A coalition of state, federal, local and private entities have been working to find ways to increase timber harvest on Oregon’s federally owned lands.
To his credit, Governor Kitzhaber has been attempting to lead the effort to restore sustainable harvest on Oregon’s O&C timberlands.
Last month, a group of six environmentalist organizations wrote a letter to the Governor that appears to be a thinly veiled threat.
The letter is signed by Center for Biologic Diversity, Conservation Northwest, Earthjustice, Northwest Environmental Defense Center, Oregon Wild and Western Environmental Law Center.
Over the past two decades, this group of organizations has been the plaintiffs in a virtual tsunami of environmental lawsuits.
The group alleges that the 1993 Northwest Forest Plan has focused endangered species recovery efforts on federal public lands.
They further assert that this focus has allowed private landowners to continue logging on their lands without significant new restrictions.
The letter appears to suggest that any increase in timber harvest on federal lands must be offset by an equal reduction in timber harvest from state and private lands.
It asserts that conservation requirements for private and state lands in the Northwest region will need to be revisited and increased.
Moreover, it suggests that timber harvest from state and private lands over the past twenty years would need to be mitigated for the hundreds of thousands of acres of habitat they allege were irreversibly removed by timber harvest.
It declares that state and private landowners would be legally responsible to increase their conservation efforts in the event that federal conservation contributions are reduced.
The letter urges the Governor to carefully consider the risks, because no one wants to see a return to conflict, controversy and regulatory uncertainty.
In my opinion, all that uncertainty and conflict was largely the result of environmental lawsuits.
The letter does not mention that the Northwest Forest Plan has been an abject failure for virtually every segment of society, except for environmental organizations whose primary source of revenue is lawsuits.
Timber harvest on federal lands has plummeted more than ninety percent since 1993.
Oregon’s timber harvest infrastructure has been decimated.
Most of the towns and communities that were dependent on federal forest harvest have suffered devastating double digit unemployment for two decades.
The economy and social fiber of these towns and communities have suffered irreversible damage.
Federal forest management has been virtually eliminated under the Northwest Forest Plan.
Widespread forest disease and death, from unmanaged pestilence, has destroyed millions of acres of once vibrant and valuable forestland.
The ninety percent reduction in forest harvest has resulted in over- crowding as well as an incredible accumulation of ground and ladder fuels.
The combination of conditions has resulted in innumerable, horrific wildfires that have totally destroyed millions of acres of harvestable forests, watersheds and ecosystems.
Also not mentioned is that the Northwest Forest Plan is based on false assumptions.
The assumption, that the Northern Spotted Owl was endangered and that diminishing old growth forest habitat was responsible for the decline of the Owl, appears to be untrue.
It has since been determined by empirical data collection and observation that the Owl can, and does, survive in virtually any forest habitat.
Further, the Owl has continued to decline in numbers even though federal forest harvest has been reduced by ninety percent for nearly twenty years.
It has now become obvious to most observers that the decline of the Northern Spotted Owl is primarily caused by the natural encroachment and competition of the Barred Owl.

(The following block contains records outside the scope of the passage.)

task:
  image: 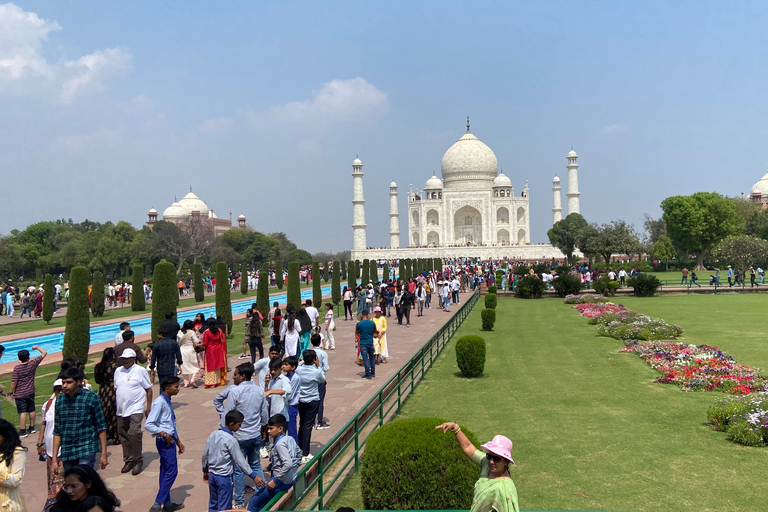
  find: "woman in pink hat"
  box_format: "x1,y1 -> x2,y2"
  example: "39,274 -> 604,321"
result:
435,421 -> 520,512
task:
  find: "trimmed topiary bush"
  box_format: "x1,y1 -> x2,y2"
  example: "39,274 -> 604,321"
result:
480,309 -> 496,331
256,261 -> 269,318
131,265 -> 147,311
91,271 -> 104,318
43,274 -> 54,323
61,267 -> 91,361
286,261 -> 301,310
515,274 -> 547,299
360,418 -> 480,510
216,261 -> 232,335
627,274 -> 661,297
552,274 -> 584,298
152,260 -> 176,341
192,263 -> 205,302
456,336 -> 485,379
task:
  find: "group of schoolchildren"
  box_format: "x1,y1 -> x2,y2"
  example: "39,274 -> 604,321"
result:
202,334 -> 330,512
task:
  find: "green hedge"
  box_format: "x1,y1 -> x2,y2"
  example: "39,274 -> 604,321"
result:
456,335 -> 485,378
360,418 -> 480,510
480,309 -> 496,331
61,267 -> 91,362
152,260 -> 179,341
91,271 -> 104,318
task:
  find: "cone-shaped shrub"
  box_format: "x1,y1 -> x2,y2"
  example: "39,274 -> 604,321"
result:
286,261 -> 301,310
275,260 -> 283,290
43,274 -> 53,323
216,261 -> 232,334
456,336 -> 485,378
152,260 -> 179,341
312,261 -> 328,309
480,309 -> 496,331
360,418 -> 480,510
131,265 -> 147,311
256,261 -> 269,318
61,267 -> 91,361
91,271 -> 104,318
240,263 -> 248,295
192,263 -> 206,302
331,261 -> 341,304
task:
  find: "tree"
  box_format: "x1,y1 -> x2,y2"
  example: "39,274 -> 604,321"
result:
275,260 -> 284,290
61,267 -> 91,362
547,213 -> 587,265
661,192 -> 744,270
151,260 -> 179,341
240,263 -> 248,295
91,272 -> 104,318
286,261 -> 301,309
216,261 -> 232,335
192,263 -> 205,302
43,274 -> 54,324
331,261 -> 341,305
256,261 -> 269,318
131,265 -> 147,311
569,219 -> 640,268
715,235 -> 768,270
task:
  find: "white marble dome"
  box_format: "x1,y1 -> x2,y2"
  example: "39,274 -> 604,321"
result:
493,172 -> 512,187
424,174 -> 443,190
749,172 -> 768,197
440,132 -> 499,188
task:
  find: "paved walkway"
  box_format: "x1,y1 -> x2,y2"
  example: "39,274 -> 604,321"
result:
22,294 -> 468,512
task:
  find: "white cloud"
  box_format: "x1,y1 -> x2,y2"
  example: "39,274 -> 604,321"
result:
270,77 -> 389,123
0,3 -> 61,88
59,48 -> 133,103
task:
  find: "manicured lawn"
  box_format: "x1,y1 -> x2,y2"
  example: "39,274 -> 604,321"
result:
331,295 -> 768,511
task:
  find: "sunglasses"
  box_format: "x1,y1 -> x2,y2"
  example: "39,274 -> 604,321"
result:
485,453 -> 504,464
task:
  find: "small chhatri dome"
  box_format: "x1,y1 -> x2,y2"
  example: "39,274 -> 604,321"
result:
424,173 -> 443,190
493,172 -> 512,187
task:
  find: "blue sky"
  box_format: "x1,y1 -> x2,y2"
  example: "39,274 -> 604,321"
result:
0,0 -> 768,251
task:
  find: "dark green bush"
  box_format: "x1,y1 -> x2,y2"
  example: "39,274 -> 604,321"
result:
62,267 -> 91,361
131,265 -> 147,311
515,274 -> 547,299
456,336 -> 485,378
627,274 -> 661,297
43,274 -> 54,323
480,309 -> 496,331
192,263 -> 206,302
152,260 -> 176,341
552,274 -> 584,298
216,261 -> 232,334
286,261 -> 301,311
360,418 -> 480,510
91,272 -> 104,318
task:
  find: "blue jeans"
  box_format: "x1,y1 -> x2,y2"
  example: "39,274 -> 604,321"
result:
360,344 -> 376,377
248,482 -> 293,512
233,437 -> 264,505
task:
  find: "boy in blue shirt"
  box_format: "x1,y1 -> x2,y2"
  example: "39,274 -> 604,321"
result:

All of this forest destruction and the decimation of rural communities could have been avoided had empirical, reproducible science been employed in the original decisions regarding the Northwest Forest Plan.
However, the Plan has created an environment where litigious supposedly ecofriendly organizations are able to flourish and prosper.
Many of these organizations support their operations and growth primarily from revenue derived from settlement of third party lawsuits that challenge decisions made under federal law.
It is not only in their best interest to keep the controversy alive, it is essential to their existence.
Their letter to the Governor is supposedly written on behalf of tens of thousands of members and supporters.
It is copied to nearly twenty private forest management firms in an apparent extension of the implied threat.
I urge hundreds of thousands of Oregonians to write our Governor in support of his efforts to restore sanity to federal forest management.